Penolakannya langsung mampu membuat rahang wajah sang politisi mengeras.
"Kata dokter kandungan, saya disarankan untuk tidak melakukan aktivitas seksual sampai dua minggu kedepan."
"Saya mengalami pendarahan empat hari yang lalu." Sarasa menjelaskan alasannya.
Ekspresi sang suami segera berganti.
"Pendarahan?"
"Saya kecapekan sampai pendarahan."
"Bayinya?"
"Anak Bapak aman," jawab Sarasa cepat.
Lalu, diraih tangan Adhyaksa Syalendra.
Dibawa ke perutnya yang datar. Tentu saja ditempatkan di permukaan dengan tangan mereka saling menggenggam erat.

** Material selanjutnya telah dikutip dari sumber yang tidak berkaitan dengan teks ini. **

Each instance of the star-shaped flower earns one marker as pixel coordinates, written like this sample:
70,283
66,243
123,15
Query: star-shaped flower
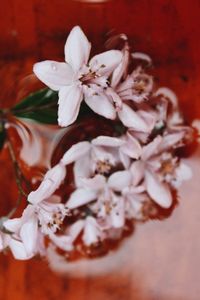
77,79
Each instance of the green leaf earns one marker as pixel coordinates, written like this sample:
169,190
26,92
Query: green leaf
2,135
37,99
40,106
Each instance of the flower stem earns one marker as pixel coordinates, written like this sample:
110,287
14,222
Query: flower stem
17,170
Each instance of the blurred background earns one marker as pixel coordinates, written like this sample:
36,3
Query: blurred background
162,260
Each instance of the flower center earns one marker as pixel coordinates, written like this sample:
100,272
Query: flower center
103,167
88,77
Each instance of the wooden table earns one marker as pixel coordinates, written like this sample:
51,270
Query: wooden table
161,261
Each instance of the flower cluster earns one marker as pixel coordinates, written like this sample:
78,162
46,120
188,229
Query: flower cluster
118,178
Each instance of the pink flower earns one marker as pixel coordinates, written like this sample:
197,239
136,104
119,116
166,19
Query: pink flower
149,167
101,155
135,88
76,78
38,220
108,205
51,182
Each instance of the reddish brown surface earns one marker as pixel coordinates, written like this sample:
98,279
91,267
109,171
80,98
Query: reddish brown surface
162,260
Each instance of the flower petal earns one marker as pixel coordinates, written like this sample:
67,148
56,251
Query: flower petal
76,152
28,234
77,48
106,62
182,172
75,229
69,104
80,197
137,170
101,105
54,74
148,118
151,149
52,180
121,69
158,190
107,141
132,147
131,119
117,213
82,169
91,232
13,225
96,183
18,250
119,180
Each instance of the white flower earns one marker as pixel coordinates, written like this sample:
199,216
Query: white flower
38,220
77,78
51,182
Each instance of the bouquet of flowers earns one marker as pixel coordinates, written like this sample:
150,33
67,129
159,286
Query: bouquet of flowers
124,169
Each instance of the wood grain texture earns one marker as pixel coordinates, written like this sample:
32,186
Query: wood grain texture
161,261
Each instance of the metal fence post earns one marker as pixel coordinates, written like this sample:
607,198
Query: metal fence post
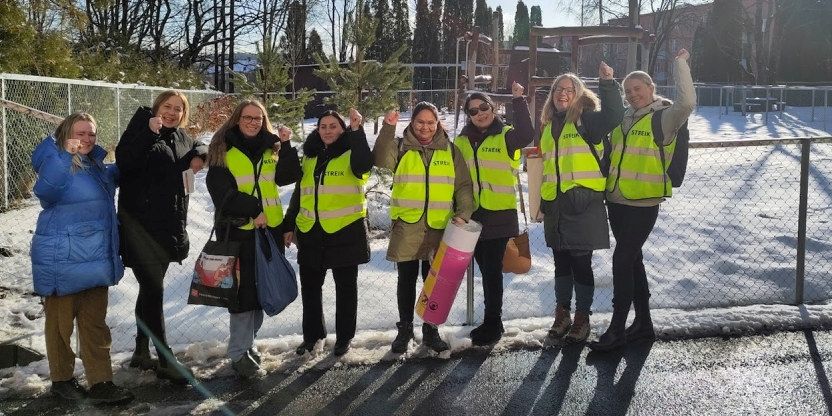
800,277
4,154
469,312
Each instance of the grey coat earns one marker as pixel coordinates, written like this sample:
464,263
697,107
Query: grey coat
577,219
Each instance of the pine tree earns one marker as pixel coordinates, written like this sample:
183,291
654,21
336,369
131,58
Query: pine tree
314,47
536,16
402,34
451,30
500,32
521,25
369,86
380,49
270,84
293,43
482,18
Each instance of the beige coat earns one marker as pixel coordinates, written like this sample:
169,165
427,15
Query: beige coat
417,241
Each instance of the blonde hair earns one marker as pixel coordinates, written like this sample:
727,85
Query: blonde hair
64,132
576,106
218,147
167,95
645,78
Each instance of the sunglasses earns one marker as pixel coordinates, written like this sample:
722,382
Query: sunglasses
476,110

"Anak Bapak masih bertahan."
Sarasa kira Adhyaksa akan diam saja, tapi sang suami rahasia malahan mendaratkan ciuman ke perutnya. Walau kilat saja.
Lalu, pria itu berpindah ke sampingnya.
Tidur sambil memeluknya. Dan tak satu patah kata terluncur dari mulut Adhyaksa.
Kapankah pria itu akan mengaku memiliki rasa cinta? Sungguh ia tak sabar melihat suami rahasianya bertekuk lutut.